Tier 5 — Storage backends

# File What it shows Needs
21 postgres-vector.php PostgreSQL + pgvector: CRUD, native <=> ANN search, metadata filter, HNSW index ext-pdo_pgsql + pgvector
23 sqlite-vec.php SQLite + sqlite-vec (vec0): native KNN, opt-in index sync, brute-force fallback with filters ext-pdo_sqlite + vec0 lib
24 rubix-cpu.php CpuNativeTensor arithmetic (matmul/transpose/reshape/slice); RubixML .rbm inference (isolated) rubix/ml (optional)
25 ffi-generator.php Generate \FFI::cdef()-ready declarations from a C header (strip comments/macros/extern) None
26 facade-embed.php AI::embed()/similarity() via backends.embedding.model_path config; PSR-7 StreamResponse::create() ONNX Runtime + model (embed); nyholm/psr7 (stream)

Running

Windows

# Defaults point to the repo `models/` dir; set your paths in .ferry-ai.local.php, then run:
php examples/01-hello-embedding.php
php examples/03-chat.php           # LLM chat (ferry_llama.dll + GGUF)
php examples/23-sqlite-vec.php     # sqlite-vec native KNN

# Override model paths when needed:
$env:FERRY_AI_MODEL_DIR = "C:\models\all-MiniLM-L6-v2-onnx"
php examples/01-hello-embedding.php

Linux

# Point at your models and native libraries
export FERRY_AI_MODEL_DIR=/path/to/models/all-MiniLM-L6-v2-onnx
export FERRY_AI_LLAMA_DIR=/path/to/llama
export FERRY_AI_LLAMA_MODEL=/path/to/models/qwen-0.5b.Q4_K_M.gguf
export FERRY_AI_VEC_EXTENSION_LIB=/path/to/sqlite-vec/vec0.so

# ONNX embeddings (CPU or GPU — see below)
php examples/01-hello-embedding.php

# LLM chat on CPU
FERRY_AI_LLAMA_DEVICE=cpu php examples/03-chat.php

# LLM chat on CUDA (needs /path/to/llama-cuda/ferry_llama.so)
export FERRY_AI_LLAMA_DIR=/path/to/llama-cuda FERRY_AI_LLAMA_DEVICE=cuda
php examples/03-chat.php

# sqlite-vec native KNN
php examples/23-sqlite-vec.php

ONNX GPU on Linux

The ONNX examples use whatever execution provider is available.
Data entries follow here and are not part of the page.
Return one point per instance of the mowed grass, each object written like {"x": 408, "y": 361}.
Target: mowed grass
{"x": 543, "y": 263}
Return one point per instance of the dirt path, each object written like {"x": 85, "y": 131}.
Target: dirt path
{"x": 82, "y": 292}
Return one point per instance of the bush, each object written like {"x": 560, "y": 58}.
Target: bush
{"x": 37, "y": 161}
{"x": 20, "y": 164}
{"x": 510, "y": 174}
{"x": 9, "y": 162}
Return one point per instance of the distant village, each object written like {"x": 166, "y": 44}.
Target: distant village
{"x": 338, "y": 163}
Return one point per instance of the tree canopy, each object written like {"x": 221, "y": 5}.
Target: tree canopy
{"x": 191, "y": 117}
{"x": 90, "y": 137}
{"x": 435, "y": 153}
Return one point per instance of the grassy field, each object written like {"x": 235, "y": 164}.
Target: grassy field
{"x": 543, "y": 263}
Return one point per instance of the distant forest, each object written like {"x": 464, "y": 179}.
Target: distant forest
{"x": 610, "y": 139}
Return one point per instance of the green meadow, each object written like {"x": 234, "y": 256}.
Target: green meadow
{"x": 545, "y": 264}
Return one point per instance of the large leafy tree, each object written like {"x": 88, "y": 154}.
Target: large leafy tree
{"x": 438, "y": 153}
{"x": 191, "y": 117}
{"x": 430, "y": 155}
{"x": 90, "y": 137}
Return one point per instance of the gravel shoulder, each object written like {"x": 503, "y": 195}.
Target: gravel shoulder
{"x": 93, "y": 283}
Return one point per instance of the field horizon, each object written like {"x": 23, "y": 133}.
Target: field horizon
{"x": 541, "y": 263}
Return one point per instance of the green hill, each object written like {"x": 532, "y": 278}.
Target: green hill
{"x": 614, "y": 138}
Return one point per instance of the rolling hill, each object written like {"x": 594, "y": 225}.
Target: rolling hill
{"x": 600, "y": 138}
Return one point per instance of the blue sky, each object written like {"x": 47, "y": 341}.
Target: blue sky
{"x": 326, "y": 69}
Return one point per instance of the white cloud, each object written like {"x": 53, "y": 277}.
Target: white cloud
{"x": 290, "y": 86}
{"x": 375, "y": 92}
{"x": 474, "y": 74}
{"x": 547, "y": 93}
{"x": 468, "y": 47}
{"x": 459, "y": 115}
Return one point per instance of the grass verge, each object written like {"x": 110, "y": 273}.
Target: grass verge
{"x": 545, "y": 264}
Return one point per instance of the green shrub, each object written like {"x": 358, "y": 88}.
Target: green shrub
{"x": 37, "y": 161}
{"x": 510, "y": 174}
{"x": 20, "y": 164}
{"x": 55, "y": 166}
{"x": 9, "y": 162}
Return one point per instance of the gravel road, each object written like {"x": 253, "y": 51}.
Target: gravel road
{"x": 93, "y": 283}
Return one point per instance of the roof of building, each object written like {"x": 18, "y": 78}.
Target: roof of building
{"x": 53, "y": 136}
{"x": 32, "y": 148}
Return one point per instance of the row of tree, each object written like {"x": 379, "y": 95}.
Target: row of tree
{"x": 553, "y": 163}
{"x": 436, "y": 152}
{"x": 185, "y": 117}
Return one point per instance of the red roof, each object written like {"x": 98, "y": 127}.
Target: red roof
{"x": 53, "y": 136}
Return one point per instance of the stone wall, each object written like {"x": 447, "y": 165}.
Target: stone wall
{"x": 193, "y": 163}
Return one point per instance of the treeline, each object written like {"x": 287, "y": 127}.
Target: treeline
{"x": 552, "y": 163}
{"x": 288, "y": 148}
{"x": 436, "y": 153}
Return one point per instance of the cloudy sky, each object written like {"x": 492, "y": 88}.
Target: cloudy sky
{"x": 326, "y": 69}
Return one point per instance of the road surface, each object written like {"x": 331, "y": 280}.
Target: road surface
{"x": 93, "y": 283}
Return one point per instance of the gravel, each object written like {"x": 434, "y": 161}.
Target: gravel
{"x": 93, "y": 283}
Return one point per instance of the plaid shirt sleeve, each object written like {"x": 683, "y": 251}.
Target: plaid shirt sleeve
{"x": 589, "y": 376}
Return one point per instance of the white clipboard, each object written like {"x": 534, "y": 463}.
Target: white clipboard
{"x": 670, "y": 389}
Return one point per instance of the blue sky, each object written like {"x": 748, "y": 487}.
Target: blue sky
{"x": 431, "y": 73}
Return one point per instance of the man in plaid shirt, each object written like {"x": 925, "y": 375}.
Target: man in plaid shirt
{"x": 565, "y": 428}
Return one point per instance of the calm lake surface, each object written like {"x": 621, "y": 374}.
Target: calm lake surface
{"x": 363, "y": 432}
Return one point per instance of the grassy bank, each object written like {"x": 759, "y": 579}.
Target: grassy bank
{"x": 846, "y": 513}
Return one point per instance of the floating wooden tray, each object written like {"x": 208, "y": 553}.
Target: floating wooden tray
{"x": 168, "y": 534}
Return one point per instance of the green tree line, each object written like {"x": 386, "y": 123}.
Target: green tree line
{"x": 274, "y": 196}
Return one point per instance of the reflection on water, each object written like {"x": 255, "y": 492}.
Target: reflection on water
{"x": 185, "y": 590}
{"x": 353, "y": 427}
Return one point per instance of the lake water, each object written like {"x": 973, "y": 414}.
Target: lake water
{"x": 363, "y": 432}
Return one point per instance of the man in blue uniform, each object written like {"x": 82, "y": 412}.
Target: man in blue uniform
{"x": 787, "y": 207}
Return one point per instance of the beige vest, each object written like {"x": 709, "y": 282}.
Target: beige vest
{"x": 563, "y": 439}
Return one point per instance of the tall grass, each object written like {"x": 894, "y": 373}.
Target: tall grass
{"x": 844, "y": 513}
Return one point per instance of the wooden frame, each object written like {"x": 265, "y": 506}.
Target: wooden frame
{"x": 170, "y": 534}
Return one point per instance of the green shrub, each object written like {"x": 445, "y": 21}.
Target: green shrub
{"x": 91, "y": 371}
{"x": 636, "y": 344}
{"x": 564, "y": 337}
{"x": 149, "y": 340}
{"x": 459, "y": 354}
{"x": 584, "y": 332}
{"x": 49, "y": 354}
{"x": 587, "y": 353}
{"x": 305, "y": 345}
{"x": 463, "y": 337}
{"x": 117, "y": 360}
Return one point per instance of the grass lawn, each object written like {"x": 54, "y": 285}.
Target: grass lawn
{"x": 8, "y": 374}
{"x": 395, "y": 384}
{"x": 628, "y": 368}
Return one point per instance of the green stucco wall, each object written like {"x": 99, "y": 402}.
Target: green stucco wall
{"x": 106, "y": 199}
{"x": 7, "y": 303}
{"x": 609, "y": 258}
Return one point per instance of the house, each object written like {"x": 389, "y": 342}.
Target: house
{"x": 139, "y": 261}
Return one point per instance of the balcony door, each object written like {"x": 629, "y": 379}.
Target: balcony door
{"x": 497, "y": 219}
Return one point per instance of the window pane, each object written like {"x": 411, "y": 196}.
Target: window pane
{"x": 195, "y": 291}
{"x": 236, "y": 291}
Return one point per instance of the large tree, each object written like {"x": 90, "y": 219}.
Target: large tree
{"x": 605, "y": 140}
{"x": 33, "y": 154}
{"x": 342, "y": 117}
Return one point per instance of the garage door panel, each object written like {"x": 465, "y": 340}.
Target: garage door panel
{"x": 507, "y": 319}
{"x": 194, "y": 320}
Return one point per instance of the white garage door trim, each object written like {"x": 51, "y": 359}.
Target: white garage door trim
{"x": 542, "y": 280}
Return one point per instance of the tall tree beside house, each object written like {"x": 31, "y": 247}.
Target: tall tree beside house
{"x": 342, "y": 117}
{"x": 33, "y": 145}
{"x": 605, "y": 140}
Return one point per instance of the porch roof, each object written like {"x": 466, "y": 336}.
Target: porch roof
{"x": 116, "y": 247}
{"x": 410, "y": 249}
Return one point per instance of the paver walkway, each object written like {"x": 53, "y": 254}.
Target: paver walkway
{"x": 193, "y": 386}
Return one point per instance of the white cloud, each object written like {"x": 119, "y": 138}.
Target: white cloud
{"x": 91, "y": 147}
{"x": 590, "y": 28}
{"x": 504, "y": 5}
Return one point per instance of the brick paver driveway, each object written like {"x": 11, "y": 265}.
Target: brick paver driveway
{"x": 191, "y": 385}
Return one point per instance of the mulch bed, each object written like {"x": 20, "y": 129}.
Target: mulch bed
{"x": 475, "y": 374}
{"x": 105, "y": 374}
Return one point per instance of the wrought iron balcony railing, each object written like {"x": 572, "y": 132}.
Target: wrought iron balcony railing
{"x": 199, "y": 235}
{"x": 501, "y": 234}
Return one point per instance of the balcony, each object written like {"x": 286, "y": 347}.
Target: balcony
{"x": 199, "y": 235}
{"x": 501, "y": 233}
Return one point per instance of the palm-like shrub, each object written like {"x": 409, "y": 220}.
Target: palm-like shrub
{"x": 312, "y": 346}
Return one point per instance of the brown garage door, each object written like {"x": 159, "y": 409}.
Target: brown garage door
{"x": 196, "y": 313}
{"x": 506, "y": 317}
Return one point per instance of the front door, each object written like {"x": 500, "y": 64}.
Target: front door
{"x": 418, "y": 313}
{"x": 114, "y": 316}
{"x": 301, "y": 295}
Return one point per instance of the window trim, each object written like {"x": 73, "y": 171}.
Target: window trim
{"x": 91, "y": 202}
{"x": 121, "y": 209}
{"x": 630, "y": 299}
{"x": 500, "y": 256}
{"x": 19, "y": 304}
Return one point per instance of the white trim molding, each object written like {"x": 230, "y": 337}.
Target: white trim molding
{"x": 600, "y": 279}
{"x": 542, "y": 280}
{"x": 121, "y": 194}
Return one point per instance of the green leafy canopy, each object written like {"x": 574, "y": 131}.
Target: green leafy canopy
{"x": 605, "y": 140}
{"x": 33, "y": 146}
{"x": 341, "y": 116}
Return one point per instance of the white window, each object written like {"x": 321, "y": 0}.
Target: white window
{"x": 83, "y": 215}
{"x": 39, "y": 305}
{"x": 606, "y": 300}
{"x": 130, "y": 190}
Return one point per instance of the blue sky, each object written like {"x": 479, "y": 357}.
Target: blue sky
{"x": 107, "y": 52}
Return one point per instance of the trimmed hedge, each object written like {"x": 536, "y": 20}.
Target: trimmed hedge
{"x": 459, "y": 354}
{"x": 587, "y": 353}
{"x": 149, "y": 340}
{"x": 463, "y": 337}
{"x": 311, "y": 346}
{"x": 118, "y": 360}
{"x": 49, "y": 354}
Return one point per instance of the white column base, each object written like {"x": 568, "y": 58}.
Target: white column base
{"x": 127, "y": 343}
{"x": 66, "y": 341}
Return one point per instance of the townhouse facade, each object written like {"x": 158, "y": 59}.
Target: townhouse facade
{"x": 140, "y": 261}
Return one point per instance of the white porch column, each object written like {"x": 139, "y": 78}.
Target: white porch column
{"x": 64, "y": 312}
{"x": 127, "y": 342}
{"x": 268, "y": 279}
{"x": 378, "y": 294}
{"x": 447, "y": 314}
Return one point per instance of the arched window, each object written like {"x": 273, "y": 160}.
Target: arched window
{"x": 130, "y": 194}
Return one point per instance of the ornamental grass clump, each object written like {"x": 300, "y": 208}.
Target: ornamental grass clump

To force GPU (CUDA):

# Copy the GPU build into the vendor directory (do this once)
cp /path/to/onnxruntime-gpu/onnxruntime-linux-x64-gpu_cuda13-*/lib/libonnxruntime*.so* \
   vendor/ankane/onnxruntime/lib/onnxruntime-linux-x64-*/lib/
cp /path/to/onnxruntime-gpu/onnxruntime-linux-x64-gpu_cuda13-*/lib/libonnxruntime_providers_*.so \
   vendor/ankane/onnxruntime/lib/onnxruntime-linux-x64-*/lib/

# Point LD_LIBRARY_PATH at the vendor lib + CUDA toolkit
export LD_LIBRARY_PATH=vendor/ankane/onnxruntime/lib/onnxruntime-linux-x64-*/lib:/usr/local/cuda/lib64:$LD_LIBRARY_PATH

# Verify
php -r "require 'vendor/autoload.php'; \$b=new FerryAI\OnnxBackend\OnnxBackend(); echo implode(',',array_map(fn(\$d)=>\$d->value,\$b->availableDevices()));"
# → cuda,cpu

# Then run ONNX examples as above — they'll pick CUDA automatically
php examples/01-hello-embedding.php

If the CUDA runtime libraries (libcurand, libcufft, libcudnn) aren't installed via apt, they can be extracted from .deb packages without root — see the ONNX GPU on Linux section in the main docs/DOCUMENTATION.md.

All examples exit 0 on success, skip gracefully if dependencies are missing, and print === OK === at the end.